Upon reviewing the footage, we observe that the vehicle in question approaches a pedestrian crossing in the pedestrian lane from the driver's left in a 2 lane bi-directional road with a clearly visble yellow line dividing opposing directional traffic. As visual confirmed and instrumentally confirmed, while the pedestrian is in view of the car's forward motion, the pedestrian at no point crosses the Yellow line into the the direction for the vehicle's forward direction. Instruments onboard the vehicle clearly demonstrate that it is tracking the pedestrian's movement and confirm that the pedestrian has not crossed the yellow line before the vehicle has exited the crosswalk space.
We can also see that there is no signage indicating a stop is required by the vehicle. The only signage are two yellow signs alerting drivers to the crosswalk on either side of the road. Additionally, a temporary yellow sign has been erected in the center of the crosswalk which contains the traffic symbols for yeild and the symbol for pedestrian on a white field. Additionally on the white field between the two symbols word of two three letters can be made out, but the footage is not of significant quality to read the letters. It likely is the word is either "to" or "for". Above the white field additional letters, which upon close view, Spell the words "State Law". The combined message of the temporary signage thus indicates in full: "State Law Yeild to/for Pedestrians".
U.S. Driving Laws tend to be universal and it is advised that drivers are to follow the rules of the road as indicated by all signage and Law Enforcement Officers instructions. When the instructions are in conflict with the law, instructions on temporary signage is considered to override permeant signage, and LEO or Construction safety personal instructions override all signage. As such, this indicates that the public may yield to pedestrians rather than stop.
The California Driver's Handbook indicates that the legal definition of yield signs is
Slow down and be ready to stop to let any vehicle, bicyclist, or pedestrian pass before you proceed.
If converted to a traffic light, Yield corresponds to the Yellow light, which is a warning to motorists that they are about to lose the right of way through the intersection. At this point, the motorist must make an educated choice to proceed through the intersection or stop. The deciding factor should be if you are unable to stop prior to entering the intersection.
Since you must slow for a yield in preparation for the stop, we turn back to the vehicle's instruments to see if the vehicle was responsive. While the vehicle at no point indicates that the the sign was observed and acted on, we can see at the video start that the vehicle is traveling at a speed of 26 mph. As it approaches the crosswalk and registers the pedestrian, the speed drops to 24 mph which it continues to travel at as it leaves the crosswalk and for the duration of the video beyond that.

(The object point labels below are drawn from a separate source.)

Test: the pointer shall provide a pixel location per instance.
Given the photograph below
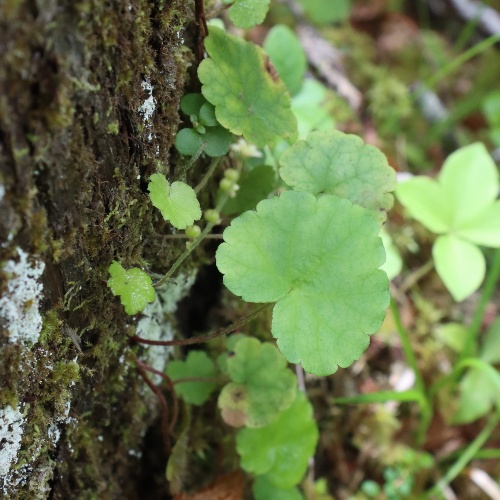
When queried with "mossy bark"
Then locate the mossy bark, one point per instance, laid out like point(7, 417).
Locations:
point(79, 137)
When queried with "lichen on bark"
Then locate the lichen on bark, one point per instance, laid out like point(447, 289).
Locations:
point(88, 111)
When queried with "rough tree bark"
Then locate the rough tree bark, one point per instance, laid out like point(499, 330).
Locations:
point(89, 94)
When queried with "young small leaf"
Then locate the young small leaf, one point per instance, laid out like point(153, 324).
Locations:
point(177, 201)
point(261, 385)
point(263, 489)
point(308, 106)
point(192, 103)
point(282, 449)
point(196, 365)
point(318, 259)
point(247, 100)
point(134, 287)
point(247, 13)
point(255, 186)
point(336, 163)
point(287, 55)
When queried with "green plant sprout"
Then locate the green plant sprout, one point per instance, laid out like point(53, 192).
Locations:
point(480, 388)
point(206, 129)
point(248, 100)
point(263, 489)
point(245, 14)
point(134, 287)
point(331, 162)
point(462, 208)
point(287, 56)
point(281, 450)
point(254, 397)
point(177, 202)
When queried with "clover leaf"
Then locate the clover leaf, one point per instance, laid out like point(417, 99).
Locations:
point(461, 207)
point(282, 449)
point(263, 489)
point(287, 55)
point(134, 287)
point(196, 365)
point(261, 385)
point(336, 163)
point(247, 13)
point(479, 388)
point(177, 202)
point(248, 100)
point(318, 259)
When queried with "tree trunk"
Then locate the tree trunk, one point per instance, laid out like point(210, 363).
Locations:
point(89, 93)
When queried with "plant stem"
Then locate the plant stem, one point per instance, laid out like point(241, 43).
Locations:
point(466, 456)
point(424, 402)
point(211, 168)
point(168, 380)
point(163, 404)
point(193, 244)
point(204, 338)
point(470, 344)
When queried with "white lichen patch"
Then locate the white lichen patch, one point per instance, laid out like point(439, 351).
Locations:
point(148, 106)
point(19, 306)
point(11, 433)
point(156, 323)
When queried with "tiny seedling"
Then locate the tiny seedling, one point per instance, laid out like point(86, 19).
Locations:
point(206, 129)
point(248, 100)
point(177, 202)
point(281, 450)
point(254, 397)
point(461, 207)
point(134, 287)
point(245, 14)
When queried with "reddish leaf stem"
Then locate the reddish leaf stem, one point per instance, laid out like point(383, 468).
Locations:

Assuming that the sign was erected by an agent of the state acting within lawful reason, the sign would supersede any signage that would require a full and complete stop by permanent signage, which does not exists, or the legal requirement, which is also not supported by the cited California law, which indicates that one need not stop at a crosswalk so long as one is prepared to should a pedestrian cross the crosswalk. It also makes no law that the right of way is yielded while a pedestrian is in the crosswalk. Presumably the oncoming traffic would resume forward motion the moment that the pedestrian is clear of their lane of travel provided no other pedestrian is in the space. Only with stop lights with a solid red light does traffic lose right of way for the duration of the light's cycle regardless of the presence of or lack of presence of cross traffic. For signs or flashing traffic lights, the Right of Way is yeilded to the oncoming traffic for the durration of time that traffic is present in the intersection. Such features are not present here.
As such, without any further evince, it is clear that the self-driving car was acting within the confines of the law in this instance. Where I the judge of this case, I would rule in favor of the party legally responsible for the car's driving but would find sufficient cause for an investigation into the self-driving car's programing to determine to what degree, if any, it took the temporary sign into consideration when making this determination, and if it would alter its behavior had the instructions been different.
Edit: While I am not a lawyer or judge, I do have experience in coding autonomous vehicles, specifically with relation to how such vehicles should interpret visual traffic control indicators that a lidar system (used to detect the pedestrian) alone would not pick up. My particular work was with a vehicle that used lidar, live video processing, and GPS inputs to inform its decision making and whether the vehicle was safe to move or needed to turn around and find another route.